PIASA’s auction is part of a very busy schedule in Europe for African Contemporary art. After the 1:54 Fair in London in October and the AKAA Fair in November, next year (2017), will be very busy with an exhibition scheduled at the Fondation Louis Vuitton, and another at La Villette “Aperta Africa”, curated by Simon Njami of Revue Noire. And the Art Paris Art Fair at Le Grand Palais in March will be dedicated to Africa.
PIASA is determined to carve out a significant market share by using its powerful relations with Francophone Africa.
France and Africa have a long-intertwined art history. As early as the time of the ‘cabinets de curiosité’, artefacts from Africa were collected as these objects were seen as symbols of the African culture. At the turn of the 19th and 20th century, the Surrealists and the Cubists saw the intrinsic art value of these African artefacts. Today Classical African art remains a powerful component of the French art market, opening the way for the development of this new trade in Contemporary African Art which is being integrated into the global art market that still has its centre of gravity in Paris.
With PIASA’s “Origins and Trajectories” auction on November 17th, it is not the ‘otherness’ of African art that the auction house is showing but the avant-gardism of African artists - in the way that it is produced by artists combining their African identity with their personal stories and exposure to the world.
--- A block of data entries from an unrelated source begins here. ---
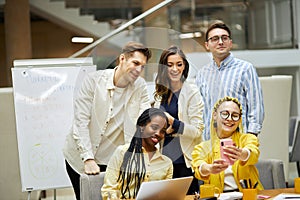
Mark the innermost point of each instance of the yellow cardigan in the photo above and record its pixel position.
(241, 170)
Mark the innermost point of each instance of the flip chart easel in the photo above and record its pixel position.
(43, 98)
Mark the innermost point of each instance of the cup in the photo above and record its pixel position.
(297, 184)
(249, 194)
(209, 190)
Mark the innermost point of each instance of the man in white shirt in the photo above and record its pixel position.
(105, 113)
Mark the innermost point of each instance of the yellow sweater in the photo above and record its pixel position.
(208, 151)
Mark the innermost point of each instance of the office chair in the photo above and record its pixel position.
(90, 186)
(294, 141)
(271, 173)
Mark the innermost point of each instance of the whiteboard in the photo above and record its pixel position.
(43, 98)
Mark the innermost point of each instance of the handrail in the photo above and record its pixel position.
(121, 28)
The sale on November 17 includes artists who already have an international profile and a growing reputation. These include: Aboudia, Armand Boua, Ghada Amer, Godfried Donkor, Romuald Hazoumè, Oumar Ly, Leonce Raphael Agbodjelou, Esther Malhangu, Gonçalo Mabunda, Dominique Zinkpè, Chris Offili, Wagechi Mutu, Mahi Binebine, Youssef Nabil and Nnenna Okore.
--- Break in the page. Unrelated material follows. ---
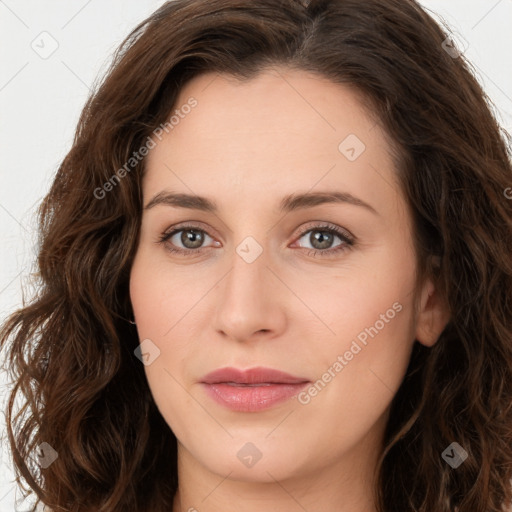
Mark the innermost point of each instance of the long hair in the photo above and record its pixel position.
(70, 350)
The sale reflects the diversity of the work of artists across the continent, some of whom move between Africa and the United States, the Caribbean, the United Kingdom, France, Germany, Spain and Belgium. The sale is organised into sections including migration; the place of women artists in Africa and the Diaspora; and the way contemporary artists interpret classical African art in a new way; and a group following in the wake of EL Anatsui taking their lead from him.
It also offers young artists such as Goncalo Mabunda and Nnenna Okore, Naomi Wanjiku Gakunga and Wallen Mapondera, who are leading the way in interpreting classical African culture and putting it at centre stage for the wider world.
The evidence that African art is on the march is all around us. The Venice Biennale has most recently placed it centre stage, giving unprecedented visibility to a whole number of artists from Africa and its diaspora. Institutional interest and initiatives are multiplying too. The Bienniales in Marrakech, Dak'art, Bamako, Lubumbashi, Kampala and Luanda offer an invitation to discover the artists on the continent who are exporting more and more.
On a continent where public institutions have so far invested little in museums, there are passionate private collectors and collections that haven’t missed the opportunity to gather works from movements that will certainly establish themselves in time. The most emblematic are in Morocco, Benin, Angola, Nigeria and South Africa. Outside of Africa, we have seen exhibitions at the Tate in London and the Armory Show in New York, while Africa 1:54 at Somerset House in London offers art from every one of the 54 countries in the continent.
Now collectors have the opportunity to bid at PIASIA’s latest sale on November 17 in Paris. The sale provides a snapshot of all that is best of Africa’s artistic offering to the world.
Leading French art and design auction house PIASA has a 1,000 sq metre hotel particulier on rue du Faubourg Saint-Honoré in the heart of the city's art market district. Innovative auctions have established its reputation with specific themes or devoted to a single artist or designer, or covering such specialist collectables as furniture & objets d’art, haute epoque, 20th century design and modern & contemporary art.